The crew of the Esperanza launched solar-powered aircraft, helicopters and submarines from its decks and gave the ship many green renovations from the start of service and throughout its life, but in the midst of a climate emergency with environmental crimes still being committed all over the world, Greenpeace needs to lead the way on carbon emissions while at the same time finding more flexible and local maritime resources to allow us to take the fight to remote places few can go.
Indeed, while the Esperanza will now be dismantled, to the highest environmental standards, its spirit and the hope that it represents will live on in the continuing fight to protect our fragile Earth.

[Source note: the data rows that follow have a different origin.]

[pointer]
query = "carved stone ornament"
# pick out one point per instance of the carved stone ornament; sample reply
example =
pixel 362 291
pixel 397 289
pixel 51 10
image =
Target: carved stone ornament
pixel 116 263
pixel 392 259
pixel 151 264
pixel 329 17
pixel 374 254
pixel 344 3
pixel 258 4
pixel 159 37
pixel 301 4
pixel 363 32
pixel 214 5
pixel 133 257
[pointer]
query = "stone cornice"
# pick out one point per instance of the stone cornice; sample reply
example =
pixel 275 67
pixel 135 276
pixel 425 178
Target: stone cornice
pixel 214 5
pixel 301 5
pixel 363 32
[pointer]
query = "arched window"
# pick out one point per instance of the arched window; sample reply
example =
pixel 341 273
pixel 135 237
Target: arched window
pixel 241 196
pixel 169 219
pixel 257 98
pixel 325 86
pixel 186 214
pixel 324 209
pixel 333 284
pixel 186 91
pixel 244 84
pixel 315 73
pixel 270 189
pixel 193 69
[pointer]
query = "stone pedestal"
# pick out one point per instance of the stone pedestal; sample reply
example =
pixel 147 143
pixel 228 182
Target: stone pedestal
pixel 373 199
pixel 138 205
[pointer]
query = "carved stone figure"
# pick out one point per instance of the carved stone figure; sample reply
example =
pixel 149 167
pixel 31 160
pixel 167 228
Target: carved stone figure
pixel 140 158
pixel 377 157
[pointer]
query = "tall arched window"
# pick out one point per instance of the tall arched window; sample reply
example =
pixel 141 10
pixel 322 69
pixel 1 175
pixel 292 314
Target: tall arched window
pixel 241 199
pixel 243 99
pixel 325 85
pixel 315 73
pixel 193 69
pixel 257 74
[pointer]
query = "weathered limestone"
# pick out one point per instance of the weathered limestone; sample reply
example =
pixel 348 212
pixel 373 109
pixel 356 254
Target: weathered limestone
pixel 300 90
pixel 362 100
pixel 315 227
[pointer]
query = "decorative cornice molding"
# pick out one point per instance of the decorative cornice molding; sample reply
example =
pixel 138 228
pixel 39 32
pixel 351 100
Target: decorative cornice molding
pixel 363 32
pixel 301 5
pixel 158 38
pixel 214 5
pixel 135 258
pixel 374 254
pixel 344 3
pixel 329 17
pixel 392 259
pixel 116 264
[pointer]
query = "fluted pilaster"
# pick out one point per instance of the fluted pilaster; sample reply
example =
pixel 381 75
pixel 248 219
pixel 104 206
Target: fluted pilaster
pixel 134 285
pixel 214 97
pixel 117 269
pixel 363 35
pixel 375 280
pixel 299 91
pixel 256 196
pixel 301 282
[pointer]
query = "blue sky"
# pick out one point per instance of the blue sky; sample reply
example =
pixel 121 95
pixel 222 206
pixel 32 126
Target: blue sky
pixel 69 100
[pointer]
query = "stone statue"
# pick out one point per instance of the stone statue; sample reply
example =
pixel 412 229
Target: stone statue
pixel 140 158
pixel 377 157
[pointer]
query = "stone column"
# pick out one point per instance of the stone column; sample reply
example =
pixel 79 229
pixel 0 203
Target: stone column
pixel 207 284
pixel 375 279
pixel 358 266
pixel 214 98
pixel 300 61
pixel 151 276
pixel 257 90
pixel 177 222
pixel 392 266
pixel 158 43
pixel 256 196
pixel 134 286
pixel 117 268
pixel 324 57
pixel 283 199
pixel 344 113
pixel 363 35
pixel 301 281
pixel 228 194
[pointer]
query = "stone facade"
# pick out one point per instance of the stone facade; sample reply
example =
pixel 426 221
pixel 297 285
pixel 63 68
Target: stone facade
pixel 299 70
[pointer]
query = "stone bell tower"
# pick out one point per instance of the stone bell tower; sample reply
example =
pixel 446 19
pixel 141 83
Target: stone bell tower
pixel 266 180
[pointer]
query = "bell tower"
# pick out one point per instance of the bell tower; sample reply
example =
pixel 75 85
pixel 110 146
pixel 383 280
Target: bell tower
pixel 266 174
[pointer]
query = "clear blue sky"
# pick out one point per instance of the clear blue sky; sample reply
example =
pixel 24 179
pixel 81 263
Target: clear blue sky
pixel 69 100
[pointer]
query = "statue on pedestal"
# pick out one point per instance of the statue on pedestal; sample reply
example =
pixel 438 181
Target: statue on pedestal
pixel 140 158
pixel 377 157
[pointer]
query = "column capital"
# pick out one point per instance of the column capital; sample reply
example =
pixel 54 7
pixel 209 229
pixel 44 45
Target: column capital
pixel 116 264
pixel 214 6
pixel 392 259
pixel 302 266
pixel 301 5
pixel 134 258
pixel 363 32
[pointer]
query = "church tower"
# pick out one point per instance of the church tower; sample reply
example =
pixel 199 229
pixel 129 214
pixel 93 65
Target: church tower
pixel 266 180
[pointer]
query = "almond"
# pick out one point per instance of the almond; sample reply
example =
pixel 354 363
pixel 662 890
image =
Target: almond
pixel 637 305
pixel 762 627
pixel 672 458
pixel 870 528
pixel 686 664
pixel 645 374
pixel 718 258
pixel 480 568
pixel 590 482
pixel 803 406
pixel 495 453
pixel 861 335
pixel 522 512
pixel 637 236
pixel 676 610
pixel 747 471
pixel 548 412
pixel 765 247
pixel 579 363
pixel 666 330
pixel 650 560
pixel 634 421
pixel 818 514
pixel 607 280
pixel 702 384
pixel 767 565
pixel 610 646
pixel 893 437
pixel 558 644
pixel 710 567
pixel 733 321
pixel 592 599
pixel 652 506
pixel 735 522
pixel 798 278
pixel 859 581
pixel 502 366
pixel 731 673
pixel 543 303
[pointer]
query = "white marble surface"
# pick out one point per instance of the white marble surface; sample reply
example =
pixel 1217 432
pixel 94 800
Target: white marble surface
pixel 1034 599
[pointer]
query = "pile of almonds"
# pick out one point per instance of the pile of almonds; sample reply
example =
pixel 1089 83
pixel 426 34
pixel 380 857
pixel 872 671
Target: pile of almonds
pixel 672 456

It would be impossible to list all significant events in the voyages of the Esperanza, here are a few highlights:
Clashes with whalers
The Esperanza was rammed by the Kyo Maru, a Japanese whaling vessel.
Relief work with MSF on HAITI earthquake
The Esperanza delivered supplies to the Haitian capital Port-au-Prince following a devastating earthquake.
Pole to Pole
The Esperanza and the Arctic Sunrise jointly undertook an almost year-long ‘pole to pole’ voyage from the Arctic to the Antarctic, building the case for a UN Global Ocean Treaty.
Before joining the Greenpeace fleet in 2000, the ship, which began life as a Russian fire fighting vessel, had been known as ‘Echo Fighter’. The first Greenpeace crews aboard painted out the ‘h’ to spell ‘Eco Fighter’, but as the organisation began an environmentally friendly refit of the vessel an online vote was called to choose a permanent name. Thousands of activists in Argentina and other Hispanic countries saw a historic opportunity for the first ever Greenpeace ship with a Spanish name. Bringing together their enthusiasm for action at sea and the emerging digital activism of the era, they flooded the vote with one name: ‘Esperanza’.
For more than two decades the Esperanza’s story has been the sum of the actions of its talented and dedicated crew, the brave activists and volunteers who called it home, the teams who helped to deliver hope in action through campaigns and the supporters who brought the Esperanza into the Greenpeace fleet, named the ship, and stood behind it on every part of its journey.
The Esperanza has hundreds of thousands if not millions of people to thank. It is perhaps fitting that the ship’s final destination is in a Spanish-speaking country: the language of its name’s birth.
To those people, and all of you, who have carried the light of hope in your hearts, we say “gracias”. While we don’t know for sure all the places that light will be needed in the future, we do know it will never be extinguished, and we will bring wherever it needs to go, together.
It is often said that a ship is so much more than the physical construction: it comprises the heart and soul of the people who make it go. As the French writer Antoine de Saint-Exupéry said: “If you want to build a ship, don’t gather up people to collect wood or assign tasks and work, but rather teach them to long for the endless immensity of the sea.”